Autant dire qu'il ne peut s'agir d'un vrai roman : nous sautons d'époque en époque, une poignée de pages seulement étant consacrée à chacune d'entre elles. Fil conducteur du livre, le couple Pere et Pirena. Immortels ? Symboliquement seulement. Une succession de jeunes couples sont choisis par un aréopage secret qui tient ses réunions dans la grotte de Lombrives (à Ussat, en Ariège ; un roc au sein des galeries est, dans notre monde, surnommé “Tombeau de Pyrène”), pour leur aspect physique et pour leur capacité à servir d'ambassadeurs et d'agents secrets. Et de garants de l'unité du “pays qui n'exista jamais” du titre, la confédération de Pirènia, qui parle une langue unifiée, le “cataran”, et s'étend des deux côtés des Pyrénées, en épousant plus ou moins les frontières de l'Occitanie et des Pays catalans (il faut y ajouter une fraction du Pays Basque, et notamment le port de Bayonne, tandis que la rive droite de la Garonne près de Bordeaux devient française ; et peut-être en retrancher la Provence, qui ne joue pas grand rôle dans le livre).

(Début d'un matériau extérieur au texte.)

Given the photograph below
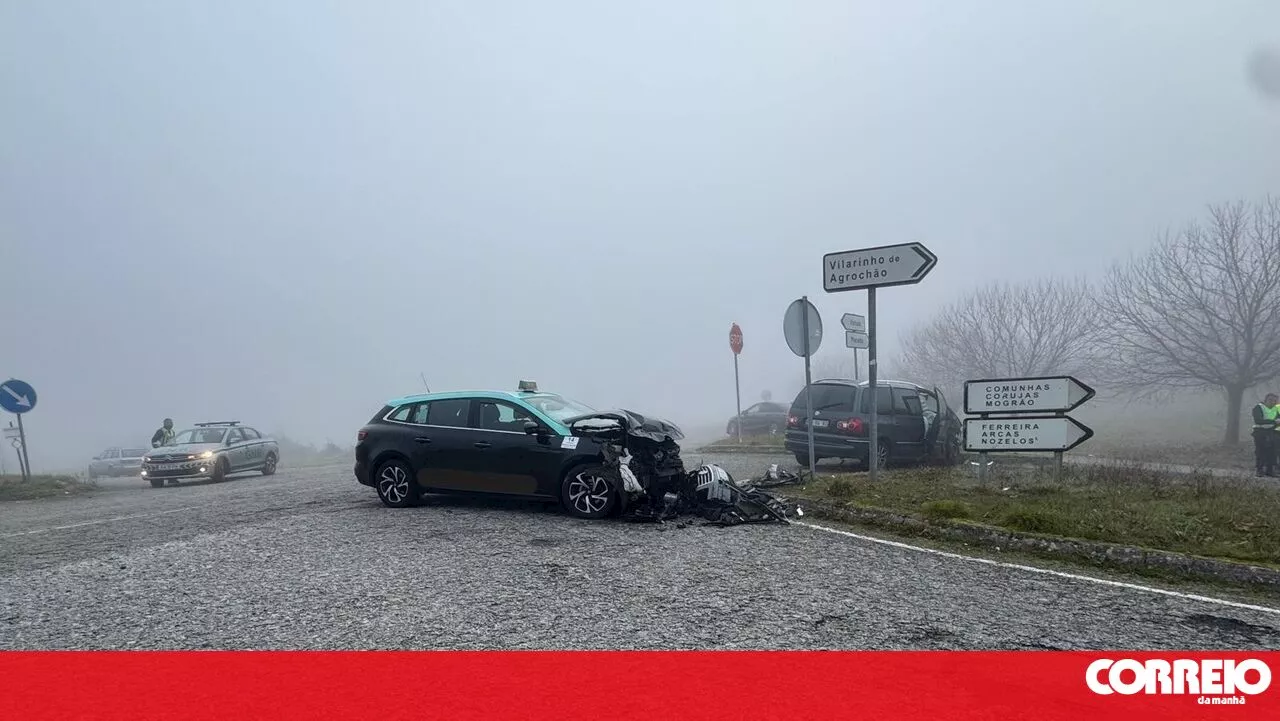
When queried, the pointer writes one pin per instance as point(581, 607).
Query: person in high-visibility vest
point(1265, 434)
point(163, 434)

Pere et Pirena, et leur pays, vont rencontrer quelques-uns des personnages et des événements les plus marquants de l'Histoire — qui reste, dans les grandes lignes, la nôtre. Certes, Roger Bacon, menacé par l'Inquisition, trouve asile à Montpellier ; certes, l'installation d'un roi castillan sur le trône d'Aragon au xve siècle (prélude dans notre chronologie à l'annexion de 1492) est évitée ; certes, Christophe Colomb se met au service de Pirènia plutôt que de la Castille et nomme Ramònia (en hommage à Ramon Llull) les terres nouvellement découvertes, mais quelques siècles plus tard, Pirènia n'est pas devenue une grande puissance coloniale. Guerres de religion et de succession d'Espagne se déroulent plus ou moins comme dans notre ligne temporelle — chose surprenante quand on sait l'importance qu'a eue la maison d'Albret pour les premières (dans le royaume de France), et les carlistes catalans pour la deuxième.

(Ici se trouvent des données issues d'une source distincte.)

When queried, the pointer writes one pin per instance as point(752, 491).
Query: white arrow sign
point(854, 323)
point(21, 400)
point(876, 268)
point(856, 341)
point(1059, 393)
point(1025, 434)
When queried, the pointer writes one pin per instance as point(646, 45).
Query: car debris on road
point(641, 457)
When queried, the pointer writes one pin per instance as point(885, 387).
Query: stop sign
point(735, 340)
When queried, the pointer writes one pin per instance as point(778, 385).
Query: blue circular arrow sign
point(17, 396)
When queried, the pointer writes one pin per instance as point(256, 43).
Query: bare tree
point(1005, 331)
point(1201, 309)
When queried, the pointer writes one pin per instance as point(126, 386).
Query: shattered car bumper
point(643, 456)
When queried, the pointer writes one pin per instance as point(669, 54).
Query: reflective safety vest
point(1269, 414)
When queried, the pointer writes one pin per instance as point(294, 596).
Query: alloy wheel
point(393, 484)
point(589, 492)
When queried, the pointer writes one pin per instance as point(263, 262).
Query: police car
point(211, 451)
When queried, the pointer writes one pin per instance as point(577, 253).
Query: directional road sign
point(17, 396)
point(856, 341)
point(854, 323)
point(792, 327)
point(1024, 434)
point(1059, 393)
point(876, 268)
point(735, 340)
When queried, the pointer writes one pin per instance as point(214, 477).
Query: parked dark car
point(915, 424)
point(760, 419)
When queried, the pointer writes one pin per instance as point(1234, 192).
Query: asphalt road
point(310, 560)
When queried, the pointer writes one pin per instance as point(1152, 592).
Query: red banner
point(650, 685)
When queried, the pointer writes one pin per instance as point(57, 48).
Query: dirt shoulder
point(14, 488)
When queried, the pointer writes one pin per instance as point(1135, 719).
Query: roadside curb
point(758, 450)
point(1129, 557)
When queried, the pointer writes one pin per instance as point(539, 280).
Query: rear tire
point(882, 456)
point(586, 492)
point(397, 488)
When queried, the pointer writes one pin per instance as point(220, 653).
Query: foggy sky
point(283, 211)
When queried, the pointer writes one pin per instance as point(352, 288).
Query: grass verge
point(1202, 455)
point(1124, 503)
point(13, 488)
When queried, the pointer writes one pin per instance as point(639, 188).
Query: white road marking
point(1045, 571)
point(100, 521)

Et ainsi de suite… L'auteur ne postule pas de dérive à partir du point de divergence. Ce qui permet à un nombre impressionnant de personnages historiques de croiser la destinée de Pirènia. Leur vie en est parfois modifiée, mais toujours dans l'époque et dans le rôle que nous connaissons dans notre ligne historique. L'auteur met à la disposition sur le web une liste de biographies simplifiées des personnages réels qu'il a enrôlés dans son œuvre (et de quelques-uns qui n'y figurent peut-être pas, comme Charles Renouvier ou Stanisław Lem). La liste compte trente pages, à raison d'une demi-douzaine de noms par page, ce qui donne la mesure du nombre de ces intervenants extérieurs dans le livre ; bien des chapitres sont des anecdotes dont le seul but est de permettre la (brève) entrée en scène de telle ou telle notoriété. Ce qui affaiblit la cohérence du roman, à mon sens.

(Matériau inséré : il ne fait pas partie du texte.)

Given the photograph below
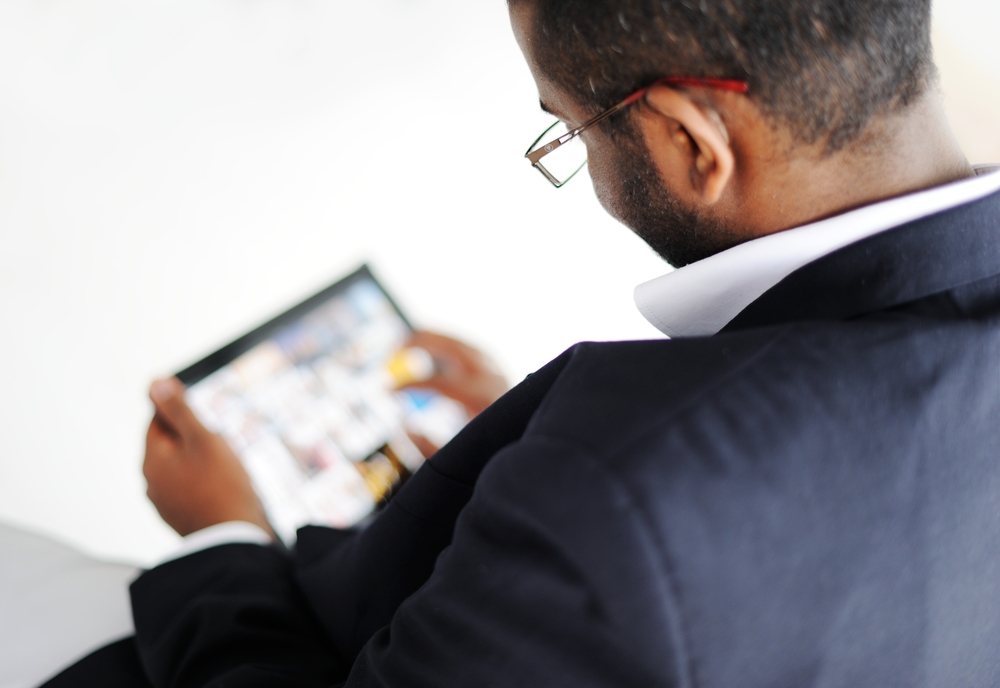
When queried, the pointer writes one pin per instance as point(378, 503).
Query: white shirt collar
point(700, 299)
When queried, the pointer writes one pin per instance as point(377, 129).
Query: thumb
point(168, 398)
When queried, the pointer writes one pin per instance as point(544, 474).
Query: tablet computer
point(309, 402)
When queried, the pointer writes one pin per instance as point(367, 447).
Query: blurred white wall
point(172, 173)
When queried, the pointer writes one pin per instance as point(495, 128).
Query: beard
point(642, 202)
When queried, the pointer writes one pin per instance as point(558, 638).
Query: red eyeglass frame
point(535, 155)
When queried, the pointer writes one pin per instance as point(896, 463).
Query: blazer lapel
point(911, 262)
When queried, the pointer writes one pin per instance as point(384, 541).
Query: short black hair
point(824, 68)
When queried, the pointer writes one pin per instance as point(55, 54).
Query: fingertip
point(162, 391)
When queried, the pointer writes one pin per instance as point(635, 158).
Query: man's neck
point(897, 155)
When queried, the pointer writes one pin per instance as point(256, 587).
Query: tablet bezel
point(199, 371)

Pere Morey réserve son invention en matière de déroulement de l'Histoire à Pirènia, qui arrive à se préserver plus ou moins des grandes guerres qui ravagent l'Europe (même si Napoléon envahit le pays, et que Hitler le menace), et surtout du tort que veulent lui causer les Monfortiens. Car si le chef de la croisade a été défait, humilié et exilé, il est revenu en France et a connu une descendance qui s'efforce de génération en génération de nuire à Pere et Pirena, et de contrecarrer leurs plans. Souvent enrôlés dans les armées française ou espagnole, les Montfortiens se retrouvent alliés des Nazis au xxe siècle. Mais, au bout de huit siècles, ils sont toujours caractérisés par leurs yeux verts. La vraisemblance n'est pas le premier souci de l'auteur. Ça pourrait être drôle, mais l'humour ici n'est que partiellement volontaire, et je trouve l'auteur maladroit dans sa manière, introduisant ses méchants préférés sous des déguisements trop transparents, maniant une ironie un peu lourde, chantant trop souvent les mérites d'une sexualité décomplexée.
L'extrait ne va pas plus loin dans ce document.